He contrasts this with fast food. “People eat in their cars and go to drive-thru’s. You never hear them say ‘that made my mouth water’. People don’t realize how important that is, salivary glands are our bodies barometer.”
We talk about the North American habit of rushing meals and a shared disappointment with restaurants that present the bill while you are still eating in contrast to dining in Europe where two and a half hours at the table is not uncommon. He describes the undue haste as “let’s turn them and burn them.”
Chicken is one of Hurley’s favorite foods; though he bemoans the lack of great free range chicken in North America. The conversation then turned to equipment: the need for a really good sharp knife is, as Jane Austen might have said, a truth universally acknowledged. What else does he value: a Highspeed Vita-Prep blender, wonderful for emulsions, a favorite chef technique. He is also a big fan of Zephyr Hoods and now represents the firm that makes them.
He tells me that wherever he lived, a beautiful kitchen was a must, but somehow a great range hood wasn’t in the equation. “At times it sounded like I had a B52 in my kitchen.” He visited a friend who had a Zephyr hood and when he turned it on “it just hummed”. He praised Zephyr some more, “the way they move the air, the motors they use, they are just great and I really believe they have set the bar quite high.” He also appreciates that Zephyr products can be positioned high enough to “avoid bashing your head on the edges.” Obviously spoken from experience and let’s just say I share his pain.
We ended our chat with talk about Labor Day plans, which included friends, aged beef the color of Burgundy (his recipe for Beef Bourguignon below) and the prospect of grilling.
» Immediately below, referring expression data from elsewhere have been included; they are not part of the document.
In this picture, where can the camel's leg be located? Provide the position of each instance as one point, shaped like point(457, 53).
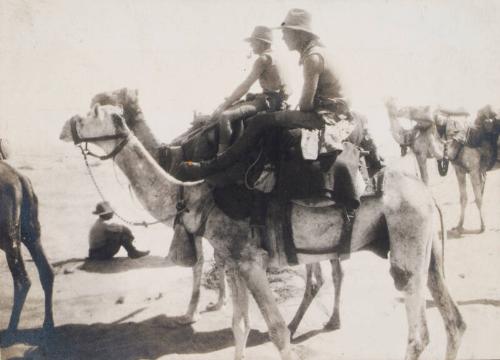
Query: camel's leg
point(192, 311)
point(463, 197)
point(422, 166)
point(477, 180)
point(46, 275)
point(409, 257)
point(312, 288)
point(452, 318)
point(221, 301)
point(22, 282)
point(251, 266)
point(241, 322)
point(418, 335)
point(337, 276)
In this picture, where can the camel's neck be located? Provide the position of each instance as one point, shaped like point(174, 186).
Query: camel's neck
point(397, 131)
point(143, 132)
point(150, 183)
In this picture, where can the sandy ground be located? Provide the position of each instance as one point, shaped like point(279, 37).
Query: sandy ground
point(124, 309)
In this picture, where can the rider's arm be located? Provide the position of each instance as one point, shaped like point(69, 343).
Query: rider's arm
point(313, 65)
point(257, 70)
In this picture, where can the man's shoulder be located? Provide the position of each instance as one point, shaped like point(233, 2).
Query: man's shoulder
point(115, 227)
point(313, 61)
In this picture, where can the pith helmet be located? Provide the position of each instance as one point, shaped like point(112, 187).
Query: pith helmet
point(298, 19)
point(262, 33)
point(102, 208)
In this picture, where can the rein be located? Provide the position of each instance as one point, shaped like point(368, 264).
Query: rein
point(85, 153)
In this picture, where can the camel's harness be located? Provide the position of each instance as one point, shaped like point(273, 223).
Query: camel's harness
point(78, 140)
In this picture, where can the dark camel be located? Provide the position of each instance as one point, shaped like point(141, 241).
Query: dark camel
point(134, 117)
point(474, 160)
point(19, 224)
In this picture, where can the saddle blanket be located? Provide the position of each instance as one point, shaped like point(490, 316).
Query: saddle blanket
point(327, 140)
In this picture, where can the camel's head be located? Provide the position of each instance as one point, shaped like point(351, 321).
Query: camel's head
point(417, 113)
point(100, 126)
point(128, 99)
point(121, 97)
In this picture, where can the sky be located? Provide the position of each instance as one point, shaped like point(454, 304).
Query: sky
point(187, 55)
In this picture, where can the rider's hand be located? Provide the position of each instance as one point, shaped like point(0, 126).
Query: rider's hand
point(219, 110)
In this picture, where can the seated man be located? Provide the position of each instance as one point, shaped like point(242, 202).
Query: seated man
point(319, 101)
point(268, 70)
point(106, 239)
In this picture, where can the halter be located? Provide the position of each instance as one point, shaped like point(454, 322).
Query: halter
point(77, 140)
point(125, 136)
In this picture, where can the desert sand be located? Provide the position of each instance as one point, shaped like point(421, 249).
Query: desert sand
point(124, 309)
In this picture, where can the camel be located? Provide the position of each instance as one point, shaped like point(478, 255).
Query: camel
point(426, 143)
point(19, 224)
point(128, 99)
point(402, 219)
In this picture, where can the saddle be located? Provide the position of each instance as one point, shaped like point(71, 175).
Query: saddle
point(297, 182)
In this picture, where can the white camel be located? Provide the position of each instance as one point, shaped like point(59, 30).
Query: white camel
point(402, 218)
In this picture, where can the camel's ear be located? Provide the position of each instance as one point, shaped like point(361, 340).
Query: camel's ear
point(118, 121)
point(96, 110)
point(119, 109)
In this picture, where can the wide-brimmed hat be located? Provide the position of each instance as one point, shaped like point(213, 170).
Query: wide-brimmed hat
point(262, 33)
point(102, 208)
point(298, 19)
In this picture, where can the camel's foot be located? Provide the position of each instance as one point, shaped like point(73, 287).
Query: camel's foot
point(454, 341)
point(332, 324)
point(8, 337)
point(168, 261)
point(48, 325)
point(456, 232)
point(215, 306)
point(292, 327)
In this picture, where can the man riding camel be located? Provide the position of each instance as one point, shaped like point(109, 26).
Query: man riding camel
point(268, 70)
point(320, 102)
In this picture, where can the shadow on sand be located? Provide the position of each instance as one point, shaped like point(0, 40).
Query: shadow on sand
point(489, 302)
point(112, 266)
point(149, 339)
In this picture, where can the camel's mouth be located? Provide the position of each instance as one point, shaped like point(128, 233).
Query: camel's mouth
point(66, 134)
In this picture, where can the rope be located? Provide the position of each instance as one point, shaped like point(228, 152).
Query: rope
point(248, 186)
point(101, 194)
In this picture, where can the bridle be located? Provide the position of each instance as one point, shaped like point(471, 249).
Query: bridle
point(78, 140)
point(125, 136)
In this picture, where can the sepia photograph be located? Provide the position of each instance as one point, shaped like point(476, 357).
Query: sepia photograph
point(266, 179)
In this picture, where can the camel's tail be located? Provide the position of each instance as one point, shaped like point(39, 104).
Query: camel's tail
point(30, 226)
point(443, 232)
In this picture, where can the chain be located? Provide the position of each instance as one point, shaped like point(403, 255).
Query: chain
point(99, 191)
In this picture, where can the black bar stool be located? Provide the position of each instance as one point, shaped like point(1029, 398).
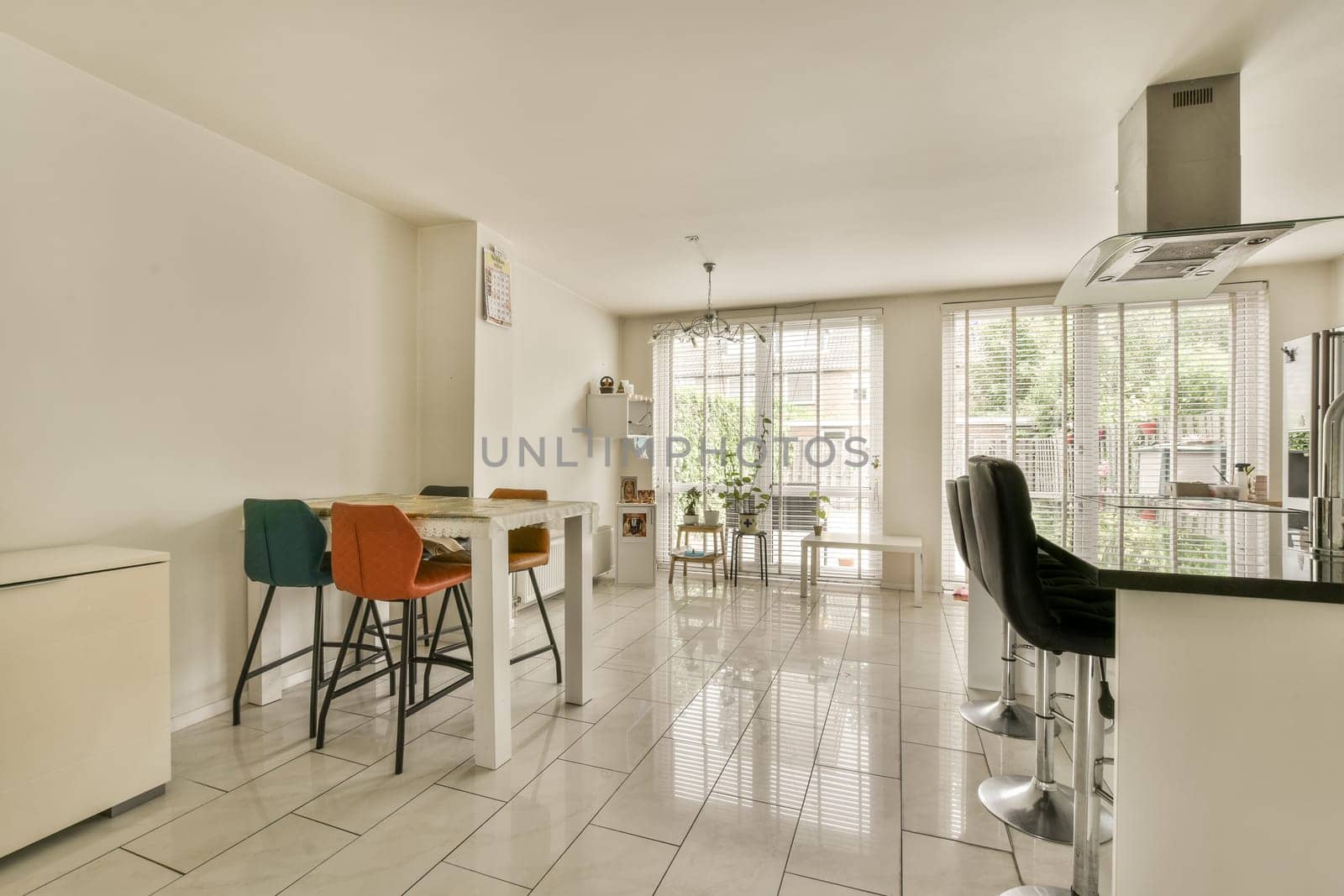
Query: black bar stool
point(1001, 715)
point(286, 546)
point(394, 627)
point(1055, 616)
point(763, 553)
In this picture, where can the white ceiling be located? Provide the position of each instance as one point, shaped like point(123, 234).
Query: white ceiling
point(819, 149)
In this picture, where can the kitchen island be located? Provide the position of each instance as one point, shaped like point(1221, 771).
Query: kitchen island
point(1230, 656)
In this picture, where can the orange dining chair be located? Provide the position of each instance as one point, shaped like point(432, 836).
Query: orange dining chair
point(376, 557)
point(528, 548)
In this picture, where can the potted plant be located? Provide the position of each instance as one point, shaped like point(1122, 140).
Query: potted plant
point(746, 499)
point(711, 515)
point(690, 506)
point(820, 510)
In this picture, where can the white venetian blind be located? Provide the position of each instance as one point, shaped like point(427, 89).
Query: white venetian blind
point(819, 383)
point(1110, 399)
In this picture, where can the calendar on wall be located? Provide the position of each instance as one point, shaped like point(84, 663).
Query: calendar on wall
point(499, 302)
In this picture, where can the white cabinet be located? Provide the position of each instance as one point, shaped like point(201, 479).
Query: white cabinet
point(620, 416)
point(636, 530)
point(87, 705)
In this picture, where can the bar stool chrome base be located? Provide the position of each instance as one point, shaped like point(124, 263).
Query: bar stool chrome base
point(1021, 802)
point(1000, 718)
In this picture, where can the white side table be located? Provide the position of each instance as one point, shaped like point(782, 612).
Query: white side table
point(812, 544)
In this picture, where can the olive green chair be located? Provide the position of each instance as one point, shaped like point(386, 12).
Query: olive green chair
point(286, 547)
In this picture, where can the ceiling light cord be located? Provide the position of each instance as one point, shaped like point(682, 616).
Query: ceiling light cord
point(707, 325)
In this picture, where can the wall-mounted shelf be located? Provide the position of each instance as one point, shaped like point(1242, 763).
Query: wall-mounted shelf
point(620, 416)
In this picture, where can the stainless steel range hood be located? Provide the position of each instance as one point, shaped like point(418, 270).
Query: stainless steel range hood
point(1180, 201)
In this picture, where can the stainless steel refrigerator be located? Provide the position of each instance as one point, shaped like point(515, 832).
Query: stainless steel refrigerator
point(1314, 376)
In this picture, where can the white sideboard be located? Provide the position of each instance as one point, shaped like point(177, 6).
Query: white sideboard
point(87, 703)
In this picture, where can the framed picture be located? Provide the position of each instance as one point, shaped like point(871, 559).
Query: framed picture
point(629, 490)
point(635, 524)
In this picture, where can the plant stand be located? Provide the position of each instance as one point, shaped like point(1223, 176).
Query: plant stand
point(711, 557)
point(763, 553)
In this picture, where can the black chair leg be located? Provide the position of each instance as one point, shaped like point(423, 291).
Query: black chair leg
point(546, 621)
point(433, 644)
point(409, 641)
point(252, 652)
point(316, 681)
point(335, 679)
point(460, 595)
point(407, 681)
point(387, 647)
point(363, 627)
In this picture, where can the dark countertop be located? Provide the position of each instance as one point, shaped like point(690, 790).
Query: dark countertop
point(1182, 544)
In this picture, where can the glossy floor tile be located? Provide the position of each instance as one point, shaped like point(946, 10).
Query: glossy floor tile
point(934, 867)
point(940, 795)
point(624, 736)
point(736, 846)
point(71, 848)
point(450, 880)
point(608, 862)
point(402, 848)
point(676, 681)
point(538, 741)
point(850, 832)
point(265, 862)
point(739, 741)
point(202, 835)
point(663, 795)
point(523, 840)
point(717, 716)
point(862, 738)
point(362, 801)
point(118, 873)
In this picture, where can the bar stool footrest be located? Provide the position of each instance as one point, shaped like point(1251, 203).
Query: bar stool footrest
point(1000, 718)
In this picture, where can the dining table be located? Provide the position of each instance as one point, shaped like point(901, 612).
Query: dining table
point(487, 523)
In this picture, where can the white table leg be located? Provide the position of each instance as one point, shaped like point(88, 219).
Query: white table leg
point(578, 610)
point(264, 688)
point(491, 649)
point(920, 578)
point(803, 570)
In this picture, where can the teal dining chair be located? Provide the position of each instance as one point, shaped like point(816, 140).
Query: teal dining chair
point(286, 547)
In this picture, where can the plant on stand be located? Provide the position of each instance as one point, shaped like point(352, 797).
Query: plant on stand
point(746, 499)
point(690, 506)
point(820, 510)
point(711, 513)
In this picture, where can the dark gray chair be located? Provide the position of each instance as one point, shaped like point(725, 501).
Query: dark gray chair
point(1003, 715)
point(1062, 614)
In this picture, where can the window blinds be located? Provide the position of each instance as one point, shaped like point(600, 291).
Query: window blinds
point(819, 383)
point(1108, 399)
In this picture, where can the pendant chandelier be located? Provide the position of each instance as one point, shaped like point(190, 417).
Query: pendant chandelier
point(707, 325)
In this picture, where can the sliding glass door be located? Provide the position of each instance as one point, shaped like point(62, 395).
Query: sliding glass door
point(813, 392)
point(1108, 401)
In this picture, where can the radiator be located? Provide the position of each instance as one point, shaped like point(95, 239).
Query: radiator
point(551, 577)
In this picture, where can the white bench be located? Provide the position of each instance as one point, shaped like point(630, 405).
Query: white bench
point(886, 543)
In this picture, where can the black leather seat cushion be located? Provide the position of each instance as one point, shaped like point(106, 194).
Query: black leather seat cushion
point(1047, 604)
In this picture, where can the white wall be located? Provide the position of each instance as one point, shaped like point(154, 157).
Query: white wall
point(449, 264)
point(533, 382)
point(183, 324)
point(1303, 297)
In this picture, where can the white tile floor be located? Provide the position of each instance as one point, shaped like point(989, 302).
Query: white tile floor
point(738, 741)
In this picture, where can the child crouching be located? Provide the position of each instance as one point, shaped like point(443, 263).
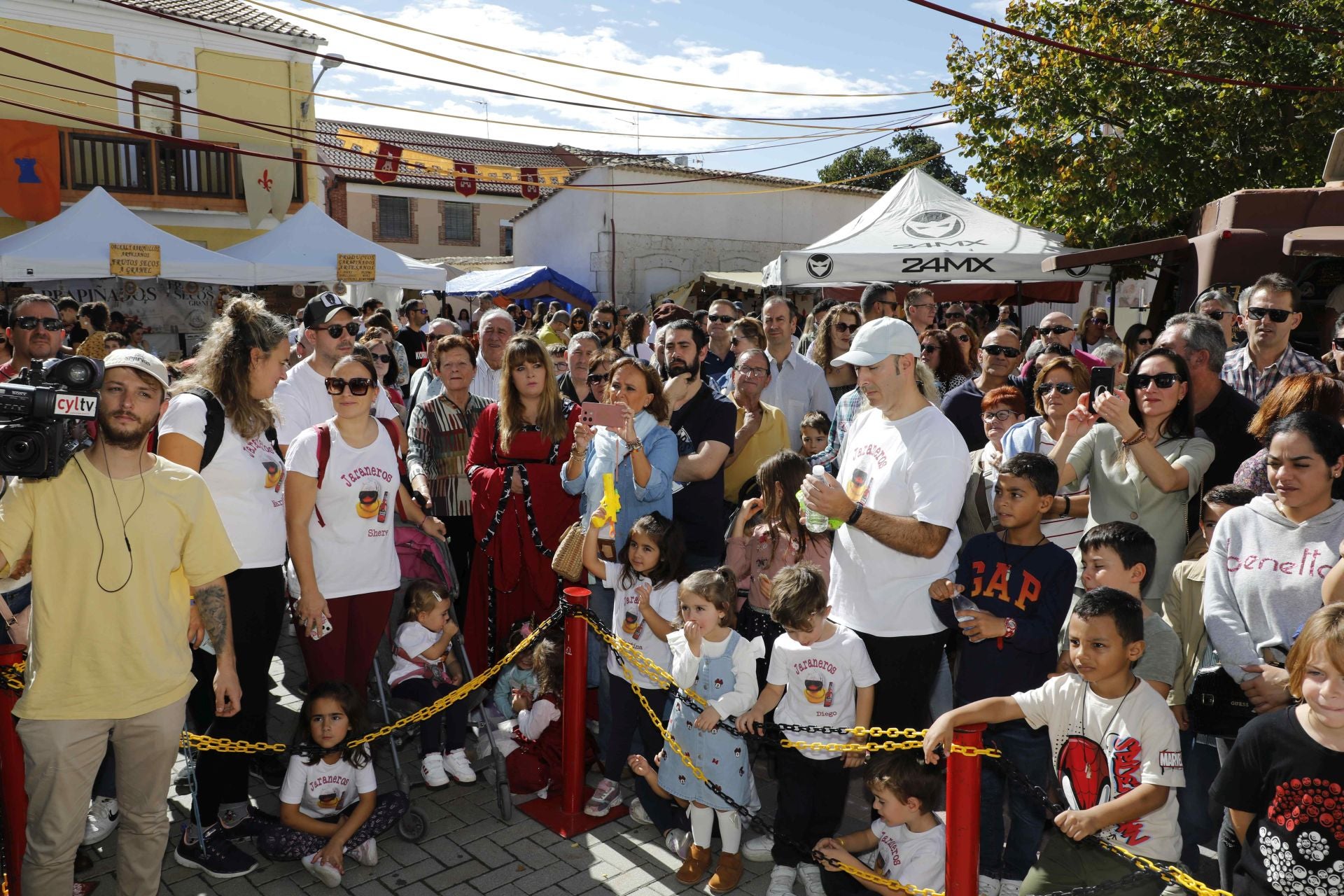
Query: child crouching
point(330, 805)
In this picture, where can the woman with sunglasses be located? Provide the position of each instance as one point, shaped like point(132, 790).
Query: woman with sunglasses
point(949, 368)
point(834, 336)
point(519, 510)
point(1144, 461)
point(340, 528)
point(1059, 384)
point(1139, 339)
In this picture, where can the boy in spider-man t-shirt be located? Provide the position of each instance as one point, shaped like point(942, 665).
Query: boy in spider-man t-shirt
point(1116, 748)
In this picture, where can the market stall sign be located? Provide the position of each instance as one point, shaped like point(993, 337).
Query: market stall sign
point(134, 260)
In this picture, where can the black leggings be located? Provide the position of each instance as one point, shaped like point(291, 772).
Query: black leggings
point(281, 844)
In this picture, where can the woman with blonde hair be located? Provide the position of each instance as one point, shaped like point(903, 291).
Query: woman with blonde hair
point(519, 510)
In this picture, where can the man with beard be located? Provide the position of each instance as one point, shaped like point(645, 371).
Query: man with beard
point(35, 333)
point(109, 660)
point(302, 397)
point(704, 422)
point(496, 330)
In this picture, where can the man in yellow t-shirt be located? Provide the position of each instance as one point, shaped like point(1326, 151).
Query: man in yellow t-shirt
point(121, 542)
point(762, 429)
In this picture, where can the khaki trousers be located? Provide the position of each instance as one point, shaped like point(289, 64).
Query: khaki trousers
point(61, 760)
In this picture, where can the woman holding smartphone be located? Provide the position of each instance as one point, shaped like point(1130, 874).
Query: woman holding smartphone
point(342, 492)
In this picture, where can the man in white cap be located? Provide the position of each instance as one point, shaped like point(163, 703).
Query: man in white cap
point(109, 659)
point(902, 480)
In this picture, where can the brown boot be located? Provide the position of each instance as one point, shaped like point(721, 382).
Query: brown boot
point(727, 875)
point(692, 869)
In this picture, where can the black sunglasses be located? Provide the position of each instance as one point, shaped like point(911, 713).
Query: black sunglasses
point(358, 386)
point(1163, 381)
point(336, 330)
point(1277, 315)
point(50, 324)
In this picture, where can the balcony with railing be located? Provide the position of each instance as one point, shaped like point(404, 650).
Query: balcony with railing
point(156, 172)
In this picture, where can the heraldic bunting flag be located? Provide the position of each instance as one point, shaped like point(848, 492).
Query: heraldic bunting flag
point(30, 171)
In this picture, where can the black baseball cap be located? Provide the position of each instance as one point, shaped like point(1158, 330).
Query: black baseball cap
point(323, 307)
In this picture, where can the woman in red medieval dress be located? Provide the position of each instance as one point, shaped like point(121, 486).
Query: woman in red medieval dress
point(519, 510)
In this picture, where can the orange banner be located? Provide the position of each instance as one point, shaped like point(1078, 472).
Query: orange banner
point(30, 171)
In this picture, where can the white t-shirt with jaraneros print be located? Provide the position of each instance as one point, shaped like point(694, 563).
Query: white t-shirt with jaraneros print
point(629, 625)
point(820, 684)
point(246, 480)
point(355, 551)
point(324, 790)
point(1105, 747)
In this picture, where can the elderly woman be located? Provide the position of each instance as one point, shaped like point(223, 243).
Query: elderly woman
point(1317, 393)
point(1142, 456)
point(1000, 409)
point(440, 434)
point(1059, 383)
point(519, 510)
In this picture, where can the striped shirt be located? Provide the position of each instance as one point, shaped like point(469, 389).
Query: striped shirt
point(440, 433)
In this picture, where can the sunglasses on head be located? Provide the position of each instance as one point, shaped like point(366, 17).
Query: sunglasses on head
point(358, 386)
point(50, 324)
point(1277, 315)
point(1161, 381)
point(336, 330)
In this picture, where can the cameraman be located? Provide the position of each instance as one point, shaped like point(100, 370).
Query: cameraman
point(108, 657)
point(35, 333)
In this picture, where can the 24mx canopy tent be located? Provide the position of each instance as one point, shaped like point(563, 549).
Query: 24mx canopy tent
point(924, 232)
point(304, 250)
point(74, 245)
point(519, 284)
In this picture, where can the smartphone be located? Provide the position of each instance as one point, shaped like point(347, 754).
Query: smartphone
point(597, 414)
point(1102, 378)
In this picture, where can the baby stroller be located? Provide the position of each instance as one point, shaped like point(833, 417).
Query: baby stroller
point(424, 556)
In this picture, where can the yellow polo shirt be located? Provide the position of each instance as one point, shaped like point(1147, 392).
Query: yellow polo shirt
point(122, 652)
point(771, 438)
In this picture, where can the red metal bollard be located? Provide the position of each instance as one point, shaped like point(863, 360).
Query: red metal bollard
point(962, 862)
point(11, 778)
point(564, 812)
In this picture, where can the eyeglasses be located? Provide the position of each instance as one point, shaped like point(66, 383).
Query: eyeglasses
point(50, 324)
point(1163, 381)
point(1277, 315)
point(358, 386)
point(336, 330)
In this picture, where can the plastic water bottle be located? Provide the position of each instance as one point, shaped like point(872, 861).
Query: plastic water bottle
point(812, 519)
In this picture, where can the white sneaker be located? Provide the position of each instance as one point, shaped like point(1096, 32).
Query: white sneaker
point(321, 872)
point(432, 770)
point(366, 853)
point(811, 876)
point(758, 849)
point(104, 817)
point(781, 881)
point(638, 814)
point(458, 767)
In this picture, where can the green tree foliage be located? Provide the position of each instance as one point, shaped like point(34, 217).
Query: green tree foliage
point(1109, 153)
point(909, 147)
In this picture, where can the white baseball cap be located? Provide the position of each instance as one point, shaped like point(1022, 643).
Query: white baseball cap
point(879, 339)
point(137, 359)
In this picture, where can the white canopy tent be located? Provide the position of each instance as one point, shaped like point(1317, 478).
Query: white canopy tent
point(74, 246)
point(924, 232)
point(304, 248)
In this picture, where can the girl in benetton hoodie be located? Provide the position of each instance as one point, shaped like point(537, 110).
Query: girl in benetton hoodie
point(1269, 559)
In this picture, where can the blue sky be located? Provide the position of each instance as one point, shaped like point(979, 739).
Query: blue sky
point(850, 48)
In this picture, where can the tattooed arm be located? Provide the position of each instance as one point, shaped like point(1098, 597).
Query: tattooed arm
point(213, 603)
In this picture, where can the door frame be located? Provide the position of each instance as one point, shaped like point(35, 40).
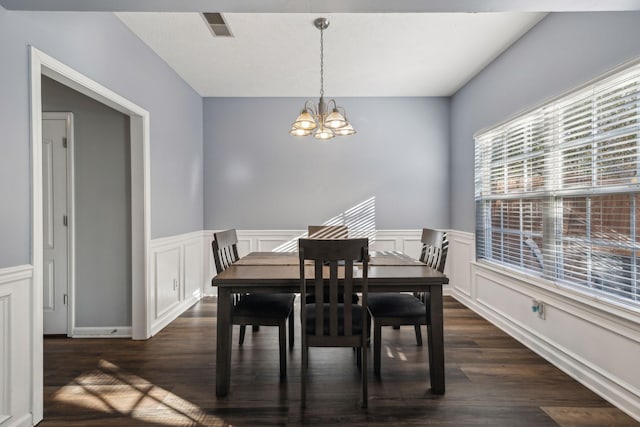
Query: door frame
point(43, 64)
point(71, 210)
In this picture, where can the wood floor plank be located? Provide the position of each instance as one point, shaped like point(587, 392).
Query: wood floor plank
point(169, 380)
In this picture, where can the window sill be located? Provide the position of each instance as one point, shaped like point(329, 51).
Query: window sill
point(594, 304)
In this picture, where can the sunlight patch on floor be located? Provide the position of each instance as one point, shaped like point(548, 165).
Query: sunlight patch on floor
point(109, 389)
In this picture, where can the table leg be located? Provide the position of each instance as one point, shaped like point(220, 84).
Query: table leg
point(435, 334)
point(223, 342)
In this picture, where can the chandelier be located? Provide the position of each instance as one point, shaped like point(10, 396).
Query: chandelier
point(325, 120)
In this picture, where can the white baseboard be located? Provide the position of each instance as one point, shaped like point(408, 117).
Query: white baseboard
point(101, 332)
point(23, 421)
point(505, 300)
point(172, 314)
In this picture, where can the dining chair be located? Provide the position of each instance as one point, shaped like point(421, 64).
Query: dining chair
point(255, 309)
point(396, 309)
point(334, 323)
point(328, 231)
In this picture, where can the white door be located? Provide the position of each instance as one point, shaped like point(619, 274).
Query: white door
point(56, 272)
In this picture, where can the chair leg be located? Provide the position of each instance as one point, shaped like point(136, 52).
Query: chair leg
point(303, 377)
point(365, 397)
point(282, 329)
point(292, 329)
point(418, 335)
point(243, 330)
point(377, 347)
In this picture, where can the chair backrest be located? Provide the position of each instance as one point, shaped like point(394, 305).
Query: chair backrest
point(328, 231)
point(435, 246)
point(334, 252)
point(225, 249)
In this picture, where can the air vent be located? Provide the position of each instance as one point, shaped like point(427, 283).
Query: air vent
point(216, 23)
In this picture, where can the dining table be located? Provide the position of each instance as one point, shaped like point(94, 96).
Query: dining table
point(279, 272)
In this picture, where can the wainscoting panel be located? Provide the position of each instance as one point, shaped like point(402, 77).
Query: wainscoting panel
point(176, 277)
point(16, 346)
point(594, 345)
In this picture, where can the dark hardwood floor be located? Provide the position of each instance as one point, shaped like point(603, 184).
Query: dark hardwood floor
point(169, 380)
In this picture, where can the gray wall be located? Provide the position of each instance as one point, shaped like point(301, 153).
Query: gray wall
point(101, 47)
point(562, 52)
point(102, 206)
point(257, 176)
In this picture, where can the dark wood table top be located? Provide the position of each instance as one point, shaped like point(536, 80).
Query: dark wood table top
point(388, 269)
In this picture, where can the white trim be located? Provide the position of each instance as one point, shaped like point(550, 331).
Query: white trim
point(23, 421)
point(15, 282)
point(178, 239)
point(101, 332)
point(181, 246)
point(616, 324)
point(18, 272)
point(588, 304)
point(43, 64)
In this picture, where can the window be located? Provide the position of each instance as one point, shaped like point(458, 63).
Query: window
point(558, 194)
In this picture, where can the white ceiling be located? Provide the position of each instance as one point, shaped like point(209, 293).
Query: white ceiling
point(372, 47)
point(366, 54)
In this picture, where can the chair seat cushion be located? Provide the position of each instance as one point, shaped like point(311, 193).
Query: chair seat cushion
point(265, 305)
point(395, 304)
point(356, 319)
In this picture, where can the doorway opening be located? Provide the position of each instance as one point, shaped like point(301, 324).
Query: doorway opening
point(43, 64)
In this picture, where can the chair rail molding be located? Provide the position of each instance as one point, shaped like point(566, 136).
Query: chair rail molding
point(177, 270)
point(605, 363)
point(16, 337)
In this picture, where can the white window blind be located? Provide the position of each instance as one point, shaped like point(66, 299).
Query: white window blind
point(557, 191)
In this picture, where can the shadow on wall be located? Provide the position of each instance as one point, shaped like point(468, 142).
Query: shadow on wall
point(360, 221)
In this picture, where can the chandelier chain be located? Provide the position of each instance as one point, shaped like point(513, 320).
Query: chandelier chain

Suddenly I wished I was living a lot closer!
Click here to see Zephyr’s profile on Modenus
Chef Hurley’s Beef Bourguignon
Beef flat Iron cut 2”x 2” 8 oz
Carrot 2 oz
Onion 2 oz
Celery 1 oz
Bay leave fresh one
Thyme ¼ bunch
Black pepper corn 4 each
Red wine 2cup
Garlic clove slivered 4 each
Fingerling potatoes boiled in salted water 3 each
Baby round French carrot blanched in salted water 2 each
Baby button mushrooms clean and sauté in blend olive oil 5 each
Lardon blanched in water 5 each
Pearl onion large cook in white wine, olive oil, bay leafs and garlic 4 each
Parsley chopped ½ tsp
Olive oil blend 1 tsp
Veal demi 4 oz
- Make a sachet with the thyme, parsley, pepper, bay leaves.
- Marinate cut flat iron for in red wine with the sachet, vegetables, half of the olive oil for 48 hours
- Remove the beef and strain the vegetables, reserve the wine.
- Pat the meat dry, season and sear in a hot pan with olive oil and set aside in slow temperature in rondeau or braisière pots
- Cook the carrots, onion, celery and garlic in the same pan that you sauté the meat, and deglaze with the reserved wine. Poor over the meat
- Slow simmer for about 2 hours (don’t over cook!).
- Remove the meat and vegetables, check for seasoning. Reduce the liquid by half and add veal demi reduce and check for consistency and seasoning
- Strain the sauce in fine mesh strainer.
- Store the beef in the braising liquid.
Blanch vegetables cool in cold water bed and reserve for service
- In a large sauté pan with raw butter, sauté mushrooms, bacon, pearl onions, carrot and fingerling potatoes until nice brown color.
- Warm up meat with the sauce and simmer for 5 minutes
- display meat in a large deep plate garnish with vegetables, lardon and freshly chopped parsley
Makes us look forward to the next really chilly weekend. Enjoy!